Suvir Saran
Contributor
A respected culinary authority, Suvir Saran has served as Chairman of Asian Culinary Studies for the Culinary Institute of America (CIA) and travels extensively to teach audiences ranging from home cooks and fellow chefs to physicians and nutritionists. Saran has long been regarded as a legend in New York City food circles, having garnered a Michelin star at Devi, a first for Indian cuisine as well as a first for any non-French or non-Italian restaurant in North America. At Devi he shared the authentic flavors of Indian home cooking and, under Saran’s leadership, Devi consistently received popular and critical acclaim and earned a four-star rating from TimeOUT NY, a three-star rating from New York Magazine, and two stars from The New York Times.
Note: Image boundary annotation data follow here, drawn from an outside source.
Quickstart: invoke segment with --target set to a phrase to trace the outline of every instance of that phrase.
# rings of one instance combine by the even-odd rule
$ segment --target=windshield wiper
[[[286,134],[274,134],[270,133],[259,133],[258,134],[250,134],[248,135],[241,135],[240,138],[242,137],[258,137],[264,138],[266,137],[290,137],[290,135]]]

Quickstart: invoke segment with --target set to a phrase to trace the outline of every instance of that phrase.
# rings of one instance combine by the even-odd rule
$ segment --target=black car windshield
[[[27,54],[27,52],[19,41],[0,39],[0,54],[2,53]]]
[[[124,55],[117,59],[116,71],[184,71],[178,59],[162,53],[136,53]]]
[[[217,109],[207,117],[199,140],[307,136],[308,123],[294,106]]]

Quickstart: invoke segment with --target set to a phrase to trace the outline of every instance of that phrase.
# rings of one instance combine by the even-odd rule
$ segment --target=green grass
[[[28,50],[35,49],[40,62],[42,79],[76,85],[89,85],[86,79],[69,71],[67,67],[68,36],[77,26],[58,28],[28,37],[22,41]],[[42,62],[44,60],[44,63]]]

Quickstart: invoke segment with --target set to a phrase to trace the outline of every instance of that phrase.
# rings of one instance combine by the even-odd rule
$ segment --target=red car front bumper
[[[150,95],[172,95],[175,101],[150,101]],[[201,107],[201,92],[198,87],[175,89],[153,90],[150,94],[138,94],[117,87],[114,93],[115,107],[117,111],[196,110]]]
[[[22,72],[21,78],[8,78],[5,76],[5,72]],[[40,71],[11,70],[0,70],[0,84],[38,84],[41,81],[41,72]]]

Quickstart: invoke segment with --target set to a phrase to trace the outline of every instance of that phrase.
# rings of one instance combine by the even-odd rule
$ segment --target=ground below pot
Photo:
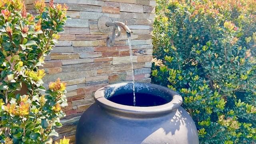
[[[134,106],[132,88],[132,83],[120,83],[97,90],[96,102],[80,118],[76,143],[199,143],[180,96],[160,86],[135,83]]]

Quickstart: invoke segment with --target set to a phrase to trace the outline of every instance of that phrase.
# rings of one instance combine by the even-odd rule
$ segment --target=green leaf
[[[41,125],[42,127],[44,129],[47,128],[47,126],[48,126],[48,122],[47,122],[46,119],[44,119],[42,120]]]
[[[49,134],[49,136],[55,136],[58,137],[58,136],[59,136],[59,134],[58,133],[58,132],[55,132],[55,131],[54,130]]]
[[[29,41],[28,41],[27,42],[27,43],[26,44],[25,44],[25,45],[26,46],[32,46],[32,45],[37,46],[36,42],[35,42],[34,40],[29,40]]]

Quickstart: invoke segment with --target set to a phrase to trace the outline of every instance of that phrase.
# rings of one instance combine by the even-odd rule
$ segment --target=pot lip
[[[97,90],[94,94],[94,98],[96,103],[100,106],[108,110],[120,112],[126,114],[136,114],[139,115],[159,114],[169,113],[170,112],[176,109],[180,106],[182,103],[182,98],[180,95],[176,92],[163,86],[150,84],[135,82],[135,84],[140,84],[146,85],[151,87],[161,87],[166,90],[167,93],[172,96],[172,100],[165,104],[156,106],[148,107],[134,106],[122,105],[112,102],[104,97],[104,92],[108,87],[118,87],[132,82],[121,82],[111,84],[102,88]]]

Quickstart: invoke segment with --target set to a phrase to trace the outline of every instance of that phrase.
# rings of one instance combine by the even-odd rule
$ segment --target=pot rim
[[[104,97],[105,90],[109,87],[120,87],[127,84],[129,82],[121,82],[111,84],[102,88],[97,90],[94,94],[94,98],[96,103],[100,106],[108,110],[124,113],[127,114],[138,115],[158,115],[162,114],[170,113],[170,111],[178,108],[182,103],[182,98],[179,94],[173,90],[163,86],[150,83],[143,83],[135,82],[135,84],[140,84],[146,85],[151,87],[160,87],[162,89],[166,90],[167,94],[172,97],[172,100],[166,104],[156,106],[147,107],[140,107],[136,106],[130,106],[118,104],[112,102]]]

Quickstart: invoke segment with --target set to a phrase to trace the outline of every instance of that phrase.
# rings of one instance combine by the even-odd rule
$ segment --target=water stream
[[[127,33],[128,37],[128,43],[129,43],[129,48],[130,49],[130,56],[131,58],[131,62],[132,63],[132,90],[133,90],[133,106],[135,106],[136,104],[136,100],[135,98],[135,86],[134,84],[134,72],[133,70],[133,64],[132,63],[132,45],[131,44],[131,35],[130,33]]]

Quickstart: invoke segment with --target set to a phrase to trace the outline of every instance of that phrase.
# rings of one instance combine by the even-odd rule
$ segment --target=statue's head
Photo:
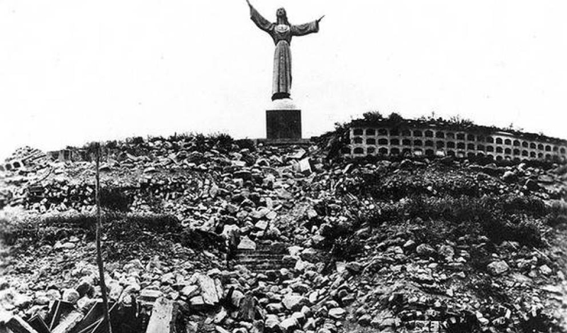
[[[286,9],[284,7],[279,8],[278,11],[276,12],[276,16],[278,17],[278,18],[281,17],[287,18],[288,15],[287,13],[286,13]]]
[[[288,14],[286,13],[286,9],[282,8],[278,9],[276,11],[276,17],[278,19],[278,24],[287,24],[289,25],[288,21]]]

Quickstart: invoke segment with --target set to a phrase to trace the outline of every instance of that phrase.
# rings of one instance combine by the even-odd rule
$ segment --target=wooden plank
[[[47,324],[45,324],[43,319],[38,315],[34,315],[28,320],[28,323],[30,326],[33,327],[33,329],[38,331],[38,333],[51,333],[49,327],[47,327]]]
[[[38,333],[29,324],[19,316],[13,316],[6,322],[6,327],[13,333]]]
[[[146,333],[173,333],[175,332],[176,303],[164,298],[154,303]]]
[[[69,333],[84,317],[84,315],[79,311],[73,311],[64,317],[59,324],[52,329],[51,333]]]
Since its inception, Devi served as muse to many restaurants looking to emulate it in the “modern Indian” genre.
Suvir Saran’s recipes have been featured in Bon Appétit, Cooking Light, Food & Wine, Fine Cooking, Travel + Leisure, Condé Nast Traveler, Departures, InStyle, The New York Times, The Wall Street Journal, Newsweek, Time, USA Today, and many more. He has served as a judge on Iron Chef and Next Iron Chef on the Food Network, and has appeared on numerous programs on national broadcasts. In spring 2011, Saran was a break-out star on Bravo’s Top Chef Masters.
In 2018, Saran joined the board of a hospitality group in New Delhi’s Capital Region. By bringing his 25+ years of expertise in fine and casual dining to New Delhi, he looks to recreate contemporary Indian cuisine, pioneering as he did when he opened Devi in NYC.